If Basque is a survivor of a pre-IE language from very early prehistoric Europe, then it's appealing to think it might represent some sort of universal early European language and therefore to look for echoes of it elsewhere.

Gabriele Campbell said...

There are echoes of an European language in a certain layer of hydronymic names (names of rivers, lakes), but those seem to represent a stage of an Indoeuropean language before it split into Italo-Latin, Celtic, Germanic, Slavic and Baltic languages. It's not related to Basque. But it is the oldest linguistic strata we can still trace.

Rick said...

Yes on all counts.

As for looking for Basque connections, for all we know pre-IE Europe was a patchquilt of languages that had mostly developed independently of each other long enough for no extensive family relationships to remain.

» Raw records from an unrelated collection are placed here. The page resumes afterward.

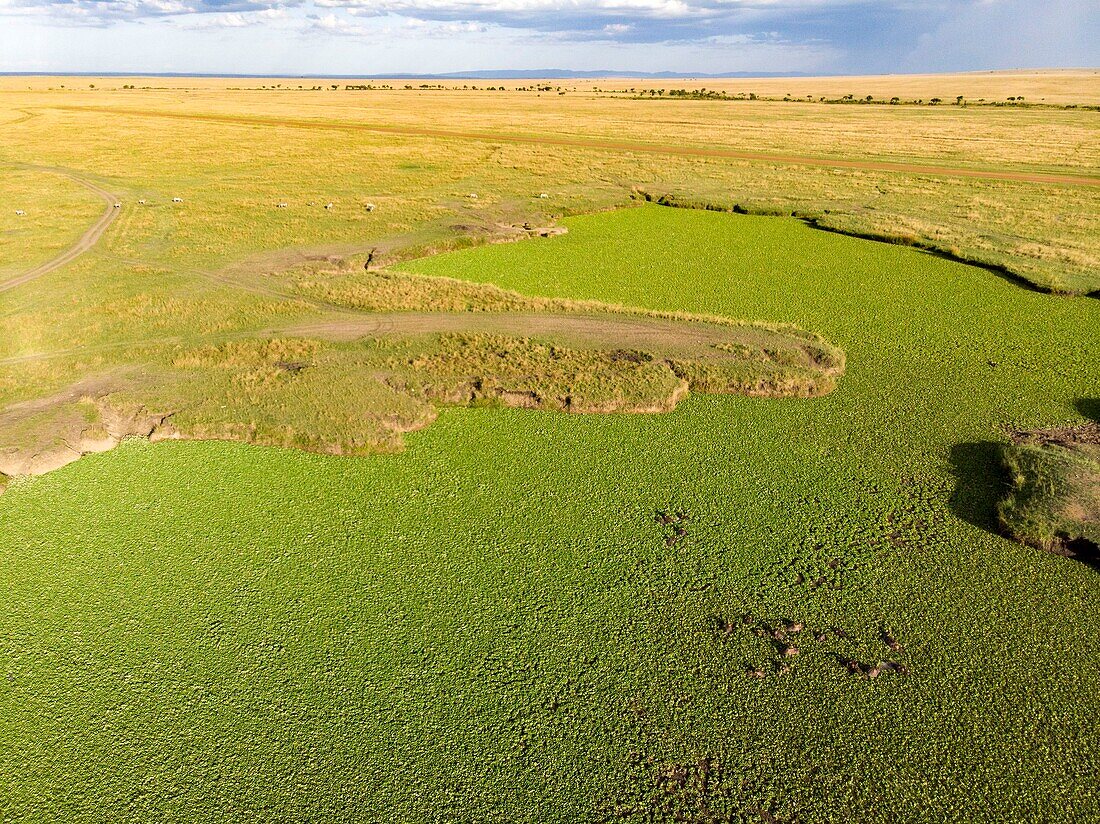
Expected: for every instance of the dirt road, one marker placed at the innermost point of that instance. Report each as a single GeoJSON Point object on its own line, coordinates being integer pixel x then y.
{"type": "Point", "coordinates": [87, 240]}
{"type": "Point", "coordinates": [613, 145]}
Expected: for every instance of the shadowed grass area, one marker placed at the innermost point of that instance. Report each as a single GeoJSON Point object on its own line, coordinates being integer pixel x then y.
{"type": "Point", "coordinates": [1054, 502]}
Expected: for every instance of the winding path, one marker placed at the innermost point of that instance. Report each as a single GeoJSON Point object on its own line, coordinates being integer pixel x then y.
{"type": "Point", "coordinates": [87, 240]}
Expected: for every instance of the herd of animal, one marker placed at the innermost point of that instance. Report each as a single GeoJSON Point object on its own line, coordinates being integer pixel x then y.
{"type": "Point", "coordinates": [282, 205]}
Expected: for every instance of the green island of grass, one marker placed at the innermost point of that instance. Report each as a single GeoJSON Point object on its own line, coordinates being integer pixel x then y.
{"type": "Point", "coordinates": [746, 608]}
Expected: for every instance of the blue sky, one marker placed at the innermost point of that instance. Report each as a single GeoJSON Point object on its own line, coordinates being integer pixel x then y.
{"type": "Point", "coordinates": [376, 36]}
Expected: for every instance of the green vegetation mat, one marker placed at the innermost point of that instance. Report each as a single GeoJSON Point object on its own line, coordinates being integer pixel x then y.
{"type": "Point", "coordinates": [548, 617]}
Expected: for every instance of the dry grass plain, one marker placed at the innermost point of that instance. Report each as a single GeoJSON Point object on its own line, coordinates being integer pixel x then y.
{"type": "Point", "coordinates": [601, 607]}
{"type": "Point", "coordinates": [355, 146]}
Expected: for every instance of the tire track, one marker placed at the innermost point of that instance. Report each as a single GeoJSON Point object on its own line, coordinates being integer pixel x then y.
{"type": "Point", "coordinates": [87, 240]}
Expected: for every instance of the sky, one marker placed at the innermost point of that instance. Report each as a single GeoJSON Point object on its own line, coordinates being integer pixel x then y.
{"type": "Point", "coordinates": [425, 36]}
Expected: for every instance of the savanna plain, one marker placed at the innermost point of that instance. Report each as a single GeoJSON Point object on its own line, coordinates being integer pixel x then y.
{"type": "Point", "coordinates": [552, 451]}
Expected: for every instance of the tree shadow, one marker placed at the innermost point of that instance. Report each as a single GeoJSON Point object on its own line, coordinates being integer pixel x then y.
{"type": "Point", "coordinates": [979, 483]}
{"type": "Point", "coordinates": [1089, 408]}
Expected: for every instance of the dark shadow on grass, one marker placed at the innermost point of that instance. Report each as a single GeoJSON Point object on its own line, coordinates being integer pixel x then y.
{"type": "Point", "coordinates": [1089, 408]}
{"type": "Point", "coordinates": [979, 483]}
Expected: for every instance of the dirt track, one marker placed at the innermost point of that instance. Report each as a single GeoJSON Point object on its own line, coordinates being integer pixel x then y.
{"type": "Point", "coordinates": [613, 145]}
{"type": "Point", "coordinates": [87, 240]}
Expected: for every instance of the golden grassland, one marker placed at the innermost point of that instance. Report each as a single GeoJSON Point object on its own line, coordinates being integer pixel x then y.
{"type": "Point", "coordinates": [1056, 87]}
{"type": "Point", "coordinates": [57, 211]}
{"type": "Point", "coordinates": [371, 377]}
{"type": "Point", "coordinates": [1043, 232]}
{"type": "Point", "coordinates": [463, 166]}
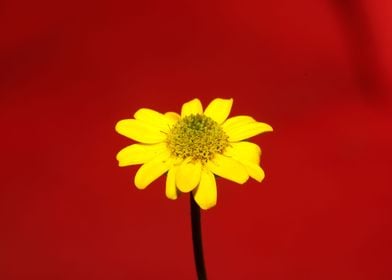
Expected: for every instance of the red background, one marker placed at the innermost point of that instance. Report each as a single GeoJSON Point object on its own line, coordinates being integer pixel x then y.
{"type": "Point", "coordinates": [318, 71]}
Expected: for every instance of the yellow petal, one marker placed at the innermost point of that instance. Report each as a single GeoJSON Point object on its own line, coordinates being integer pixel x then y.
{"type": "Point", "coordinates": [254, 170]}
{"type": "Point", "coordinates": [244, 151]}
{"type": "Point", "coordinates": [139, 153]}
{"type": "Point", "coordinates": [151, 170]}
{"type": "Point", "coordinates": [192, 107]}
{"type": "Point", "coordinates": [140, 131]}
{"type": "Point", "coordinates": [171, 190]}
{"type": "Point", "coordinates": [206, 194]}
{"type": "Point", "coordinates": [219, 109]}
{"type": "Point", "coordinates": [228, 168]}
{"type": "Point", "coordinates": [247, 130]}
{"type": "Point", "coordinates": [248, 154]}
{"type": "Point", "coordinates": [188, 175]}
{"type": "Point", "coordinates": [153, 118]}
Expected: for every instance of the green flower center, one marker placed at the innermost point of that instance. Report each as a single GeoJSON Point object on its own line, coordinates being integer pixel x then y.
{"type": "Point", "coordinates": [197, 137]}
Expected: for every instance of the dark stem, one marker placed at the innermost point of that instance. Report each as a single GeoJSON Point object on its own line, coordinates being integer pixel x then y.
{"type": "Point", "coordinates": [197, 240]}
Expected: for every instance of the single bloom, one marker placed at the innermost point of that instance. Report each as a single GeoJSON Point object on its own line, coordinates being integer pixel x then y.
{"type": "Point", "coordinates": [192, 148]}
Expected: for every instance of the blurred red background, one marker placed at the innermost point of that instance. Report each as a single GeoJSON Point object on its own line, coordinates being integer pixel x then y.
{"type": "Point", "coordinates": [318, 71]}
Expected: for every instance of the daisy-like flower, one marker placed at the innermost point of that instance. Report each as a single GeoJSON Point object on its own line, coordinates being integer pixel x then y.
{"type": "Point", "coordinates": [192, 148]}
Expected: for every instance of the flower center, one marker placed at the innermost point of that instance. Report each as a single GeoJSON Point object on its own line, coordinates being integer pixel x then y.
{"type": "Point", "coordinates": [197, 137]}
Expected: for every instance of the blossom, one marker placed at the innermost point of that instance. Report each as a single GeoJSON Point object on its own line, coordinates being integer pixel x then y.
{"type": "Point", "coordinates": [192, 148]}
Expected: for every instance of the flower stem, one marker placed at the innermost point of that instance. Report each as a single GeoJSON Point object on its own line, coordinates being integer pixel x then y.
{"type": "Point", "coordinates": [197, 240]}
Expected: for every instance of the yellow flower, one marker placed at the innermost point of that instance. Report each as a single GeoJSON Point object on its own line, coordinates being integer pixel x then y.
{"type": "Point", "coordinates": [192, 148]}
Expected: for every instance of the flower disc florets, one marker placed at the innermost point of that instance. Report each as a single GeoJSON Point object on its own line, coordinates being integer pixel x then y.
{"type": "Point", "coordinates": [197, 137]}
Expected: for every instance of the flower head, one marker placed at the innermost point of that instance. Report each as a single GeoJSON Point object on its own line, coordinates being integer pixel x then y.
{"type": "Point", "coordinates": [192, 148]}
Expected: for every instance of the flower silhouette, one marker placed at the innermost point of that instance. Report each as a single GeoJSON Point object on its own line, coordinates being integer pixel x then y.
{"type": "Point", "coordinates": [192, 148]}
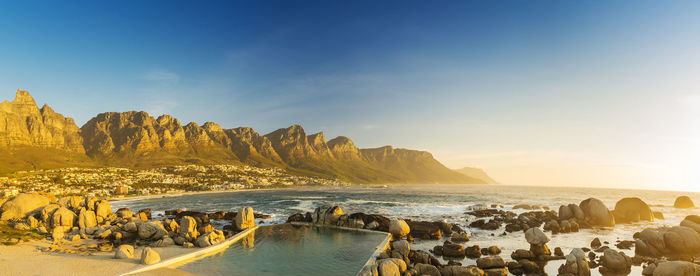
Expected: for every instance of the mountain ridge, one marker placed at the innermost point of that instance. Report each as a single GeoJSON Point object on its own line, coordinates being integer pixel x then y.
{"type": "Point", "coordinates": [138, 140]}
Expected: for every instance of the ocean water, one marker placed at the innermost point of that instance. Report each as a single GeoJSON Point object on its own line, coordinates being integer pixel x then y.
{"type": "Point", "coordinates": [437, 202]}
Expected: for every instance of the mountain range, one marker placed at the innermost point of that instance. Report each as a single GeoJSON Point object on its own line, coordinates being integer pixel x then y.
{"type": "Point", "coordinates": [39, 138]}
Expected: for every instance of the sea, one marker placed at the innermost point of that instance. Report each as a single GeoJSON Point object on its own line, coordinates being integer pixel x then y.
{"type": "Point", "coordinates": [437, 202]}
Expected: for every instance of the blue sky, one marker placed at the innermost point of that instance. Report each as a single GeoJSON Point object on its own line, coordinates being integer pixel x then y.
{"type": "Point", "coordinates": [596, 93]}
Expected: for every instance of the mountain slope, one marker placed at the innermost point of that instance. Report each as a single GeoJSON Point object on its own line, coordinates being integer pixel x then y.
{"type": "Point", "coordinates": [33, 138]}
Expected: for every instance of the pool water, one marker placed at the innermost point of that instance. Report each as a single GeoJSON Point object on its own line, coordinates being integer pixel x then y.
{"type": "Point", "coordinates": [292, 250]}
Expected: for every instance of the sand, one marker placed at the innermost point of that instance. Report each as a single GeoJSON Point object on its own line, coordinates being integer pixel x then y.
{"type": "Point", "coordinates": [28, 259]}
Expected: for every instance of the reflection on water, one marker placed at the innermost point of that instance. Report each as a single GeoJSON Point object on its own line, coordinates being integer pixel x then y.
{"type": "Point", "coordinates": [292, 250]}
{"type": "Point", "coordinates": [436, 202]}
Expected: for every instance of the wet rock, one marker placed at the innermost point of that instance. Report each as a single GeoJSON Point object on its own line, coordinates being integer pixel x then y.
{"type": "Point", "coordinates": [20, 206]}
{"type": "Point", "coordinates": [675, 268]}
{"type": "Point", "coordinates": [63, 217]}
{"type": "Point", "coordinates": [124, 213]}
{"type": "Point", "coordinates": [454, 250]}
{"type": "Point", "coordinates": [424, 229]}
{"type": "Point", "coordinates": [103, 209]}
{"type": "Point", "coordinates": [423, 269]}
{"type": "Point", "coordinates": [452, 270]}
{"type": "Point", "coordinates": [472, 252]}
{"type": "Point", "coordinates": [535, 236]}
{"type": "Point", "coordinates": [614, 261]}
{"type": "Point", "coordinates": [597, 213]}
{"type": "Point", "coordinates": [325, 215]}
{"type": "Point", "coordinates": [522, 254]}
{"type": "Point", "coordinates": [576, 264]}
{"type": "Point", "coordinates": [151, 231]}
{"type": "Point", "coordinates": [149, 256]}
{"type": "Point", "coordinates": [124, 251]}
{"type": "Point", "coordinates": [490, 262]}
{"type": "Point", "coordinates": [459, 237]}
{"type": "Point", "coordinates": [86, 219]}
{"type": "Point", "coordinates": [632, 209]}
{"type": "Point", "coordinates": [399, 228]}
{"type": "Point", "coordinates": [211, 238]}
{"type": "Point", "coordinates": [683, 202]}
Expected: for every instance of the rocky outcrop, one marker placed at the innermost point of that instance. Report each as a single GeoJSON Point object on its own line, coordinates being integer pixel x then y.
{"type": "Point", "coordinates": [22, 205]}
{"type": "Point", "coordinates": [136, 139]}
{"type": "Point", "coordinates": [683, 202]}
{"type": "Point", "coordinates": [596, 213]}
{"type": "Point", "coordinates": [22, 123]}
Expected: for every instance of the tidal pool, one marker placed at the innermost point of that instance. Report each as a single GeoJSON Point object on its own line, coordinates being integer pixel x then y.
{"type": "Point", "coordinates": [288, 249]}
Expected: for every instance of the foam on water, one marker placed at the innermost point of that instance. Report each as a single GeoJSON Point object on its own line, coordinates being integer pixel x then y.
{"type": "Point", "coordinates": [436, 202]}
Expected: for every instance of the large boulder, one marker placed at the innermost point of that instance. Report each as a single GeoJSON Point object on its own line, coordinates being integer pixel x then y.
{"type": "Point", "coordinates": [615, 262]}
{"type": "Point", "coordinates": [632, 209]}
{"type": "Point", "coordinates": [245, 218]}
{"type": "Point", "coordinates": [399, 228]}
{"type": "Point", "coordinates": [211, 238]}
{"type": "Point", "coordinates": [63, 217]}
{"type": "Point", "coordinates": [576, 264]}
{"type": "Point", "coordinates": [684, 202]}
{"type": "Point", "coordinates": [103, 209]}
{"type": "Point", "coordinates": [327, 215]}
{"type": "Point", "coordinates": [675, 268]}
{"type": "Point", "coordinates": [535, 236]}
{"type": "Point", "coordinates": [151, 231]}
{"type": "Point", "coordinates": [124, 251]}
{"type": "Point", "coordinates": [490, 262]}
{"type": "Point", "coordinates": [597, 213]}
{"type": "Point", "coordinates": [149, 256]}
{"type": "Point", "coordinates": [188, 228]}
{"type": "Point", "coordinates": [22, 205]}
{"type": "Point", "coordinates": [86, 219]}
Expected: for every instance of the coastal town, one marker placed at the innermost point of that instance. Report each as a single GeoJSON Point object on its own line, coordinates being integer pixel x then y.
{"type": "Point", "coordinates": [123, 182]}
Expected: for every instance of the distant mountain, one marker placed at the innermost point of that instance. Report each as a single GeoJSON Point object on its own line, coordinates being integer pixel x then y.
{"type": "Point", "coordinates": [478, 174]}
{"type": "Point", "coordinates": [33, 138]}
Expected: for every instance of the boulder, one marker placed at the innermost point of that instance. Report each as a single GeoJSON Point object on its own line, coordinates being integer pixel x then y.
{"type": "Point", "coordinates": [399, 228]}
{"type": "Point", "coordinates": [400, 246]}
{"type": "Point", "coordinates": [124, 213]}
{"type": "Point", "coordinates": [245, 218]}
{"type": "Point", "coordinates": [22, 205]}
{"type": "Point", "coordinates": [490, 262]}
{"type": "Point", "coordinates": [149, 256]}
{"type": "Point", "coordinates": [614, 261]}
{"type": "Point", "coordinates": [103, 209]}
{"type": "Point", "coordinates": [597, 213]}
{"type": "Point", "coordinates": [188, 228]}
{"type": "Point", "coordinates": [535, 236]}
{"type": "Point", "coordinates": [124, 251]}
{"type": "Point", "coordinates": [675, 268]}
{"type": "Point", "coordinates": [683, 202]}
{"type": "Point", "coordinates": [423, 269]}
{"type": "Point", "coordinates": [86, 219]}
{"type": "Point", "coordinates": [576, 264]}
{"type": "Point", "coordinates": [632, 209]}
{"type": "Point", "coordinates": [454, 270]}
{"type": "Point", "coordinates": [565, 212]}
{"type": "Point", "coordinates": [577, 211]}
{"type": "Point", "coordinates": [459, 237]}
{"type": "Point", "coordinates": [63, 217]}
{"type": "Point", "coordinates": [327, 215]}
{"type": "Point", "coordinates": [211, 238]}
{"type": "Point", "coordinates": [151, 231]}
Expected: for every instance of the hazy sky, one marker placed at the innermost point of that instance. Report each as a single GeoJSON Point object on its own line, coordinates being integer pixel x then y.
{"type": "Point", "coordinates": [586, 93]}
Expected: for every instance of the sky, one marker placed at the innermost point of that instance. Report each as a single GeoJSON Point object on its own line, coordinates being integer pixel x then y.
{"type": "Point", "coordinates": [565, 93]}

I'm sure I've asked this before, but forgotten the answer. What connection was there, if any, between the name of the Picts and the Latin word for 'painted?' I'll guess that the connection was made at an early date, but is probably a coincidence.

Carla said...

Gabriele - are those the names that include things like 'Don', which appears as a river name from Russia to Yorkshire? If I remember rightly, a few river names in Britain (not sure about elsewhere) are not easily interpreted as Indo-European and there's a theory that they may represent an older language group.

Rick - 'Picti' appears in Latin sources and is approximately the Latin for something like 'painted ones'. It may have been purely an invention of Latin writers and never used by the Picts themselves, or it may have been a Latinised rendering of their own tribal name. If it's a Latinised form of a tribal name perhaps based on something like the 'Pit-' place name element, its resemblance to Latin 'Picti' (painted) would be coincidental, although no doubt Latin writers happily made the most of such a colourful coincidence. See my earlier post about the Picts and their mutliplicity of names depending on the source and the language here.

Gabriele Campbell said...

Carla, yep, there are several strata of river names. Pre-Indoeuropean, the Ancient European Hydronymy (which relates the Weser river to Whisky, lol) and the ones of languages once spoken in a country (Viking names in the UK, for example). Rivers and lakes are more conservative in keeping names than settlements, so they have those older layers while all the variants of 'York' fe. only go back to historical times.

Carla said...

Gabriele - So Weser belongs to the Usk/ Esk/ Isca/ Uisge group of river names meaning something like 'water', yes? Hence Gaelic 'usige beatha', 'water of life', Anglicised to 'whisky'. Hard to say whether some of the other place names might have been in use long before they were first recorded and so whether they might have roots extending back into prehistory. Eboracum is usually interpreted as a Latinised form of a British name with a root related to modern Scottish Gaelic 'iubhair' meaning 'yew tree' (there's a Sgurr an Iubhair, 'peak of the yew tree' in the Mamores mountain range in Scotland. If so it would predate the Romans and there's no way of knowing how far back it goes. Some settlement names might be even older; the origin of the name London still seems to be uncertain (as far as I know) and might be pre-IE, or at any rate non-IE, like the river names.

Rick said...

I knew that river names tended to persist, but not that they showed some common features across Europe.

Carla said...

Rick - a few river names share common elements, e.g. River Don (Russia), River Danube, River Don (Yorkshire) are all supposed to derive from a common IE root word something like 'danu', which might mean 'river' or refer to a river goddess, or both. How many such roots are common to river names across Europe/Eurasia I don't know; it needs more linguistic expertise than I have to differentiate between an actual connection and a coincidence of syllables that happen to look or sound similar.